I was the only girl in the computer science class in grade ten, moreover I was taking it a year early. The teacher was a gentle intelligent Indian (from India, not native). He bemusedly recognized that I was the best programmer in the class by far, getting me involved in programming competitions and extracurricular projects. He also recognized that as the only girl in the class I was a serious distraction, when I finished the hour's work in the first 20 minutes and then hung around chatting with whoever else wasn't programming. "Lisa, why don't you let the guys get back to work?" I guess when there are no other females around at all, and when the popular kids aren't there to see you do it, it's OK to talk to the geek girl. I had my first taste of socio-sexual power in grade ten, when I was fifteen. OK, so "socio-sexual power" is vastly overstating it. I got the second-highest score in the year's math competition in the entire county. The awards ceremony was an evening affair with dinner in Waterloo. I was sick and tired of being "the geek" but didn't know how to break out of the pigeonhole I found myself in, so I considered not going. Instead, my mom advised me to wear a low-necked top and short skirt. I remember exactly how the top and skirt looked because that evening I received the first positive attention ever -- from seventeen year old boys, no less! It was just me and a couple guys having a mature conversation, with them appearing interested in what I was saying and showing approval in their smiles and genial tones, but this was entirely new for me -- the first time that attention was paid by boys to me at the same time that other girls (even geekier!) were present. The popular girls and boys had been flirting for years, but not me. This evening clearly made a big impression on me -- for the next few years I still achieved high grades in school, but now I also cultivated short skirts (previously non-existent in my wardrobe which consisted mostly of corduroy pants) and low-necked or tight shirts. This didn't change my popularity at my high school but it worked somewhat with people who didn't have pre-conceived notions of me.

Back to Corey.

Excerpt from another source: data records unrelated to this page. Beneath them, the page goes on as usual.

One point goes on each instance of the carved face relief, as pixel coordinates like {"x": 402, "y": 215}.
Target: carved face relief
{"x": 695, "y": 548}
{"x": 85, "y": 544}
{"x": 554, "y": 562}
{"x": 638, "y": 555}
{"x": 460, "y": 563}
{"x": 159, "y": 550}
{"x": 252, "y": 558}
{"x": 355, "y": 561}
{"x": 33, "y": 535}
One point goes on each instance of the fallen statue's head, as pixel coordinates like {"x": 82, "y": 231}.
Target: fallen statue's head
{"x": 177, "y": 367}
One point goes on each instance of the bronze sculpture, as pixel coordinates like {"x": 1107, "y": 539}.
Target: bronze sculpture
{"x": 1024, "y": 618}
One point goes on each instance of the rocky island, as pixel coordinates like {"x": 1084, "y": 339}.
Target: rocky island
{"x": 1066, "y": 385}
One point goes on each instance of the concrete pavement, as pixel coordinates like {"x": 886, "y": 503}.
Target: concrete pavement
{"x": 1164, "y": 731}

Although I now never interacted with him, and we probably didn't have many classes together, it was impossible to ignore him. In grade twelve he ran for student body president. His campaign was supported by many and it was really clever. He was still the only black student in the entire grade, and at times the only black kid in school. In this nearly uniformly white atmosphere, he appropriated the slogans of black civil rights activists: huge dramatic posters with "Black is Back" and "Black Power" were strung in our hallways and cafeteria. I believe most high school students had no awareness of the symbology behind these slogans. It was simply a campaign to remind everybody that Corey was the obvious, best candidate for the job, so obviously it didn't need to be stated explicitly -- and as a reminder that he was cooler than anybody, since coolness was the real winning characteristic in high school elections. When the election finally came, it was no contest -- he won handily.

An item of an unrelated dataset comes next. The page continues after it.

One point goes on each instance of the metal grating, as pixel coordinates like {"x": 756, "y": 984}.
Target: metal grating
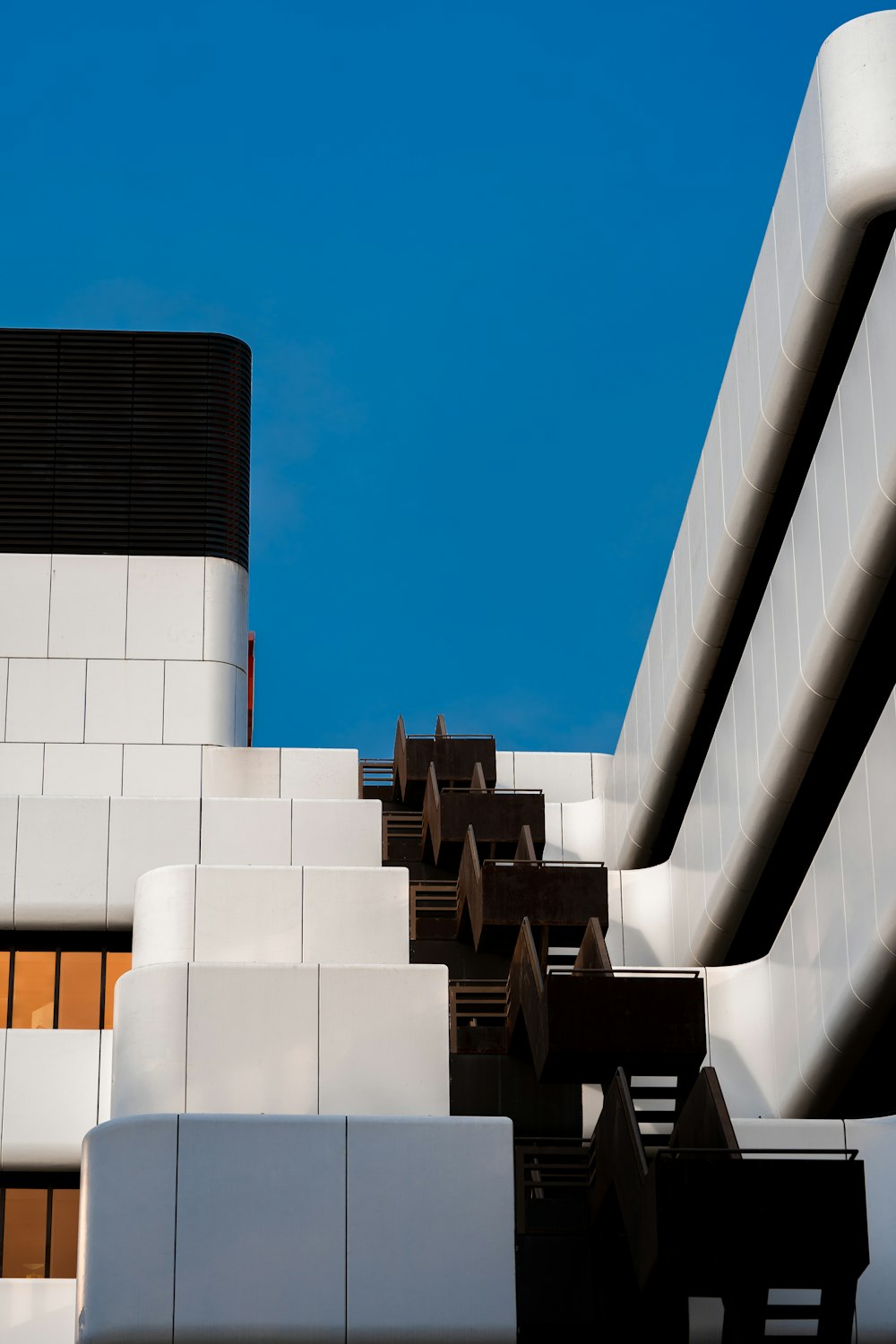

So what am I saying? I guess I'm saying a certain level of discrimination is normal. Kids just do it to certain other kids. I minded at the time, I don't now. I found more of "my own kind" eventually, in youth orchestra, then in university. It's one of the challenges we might have to face. What Corey did with his high school life was good - whatever challenges he faced, though they weren't the same ones I faced, I know all teens find the teen years difficult. He succeeded in school and on the basketball team, developed leadership skills and went on to university. In the meantime he wasn't cruel, at least not to me. What you start with matters, and so does what you're given, but what you do with your life matters so much more.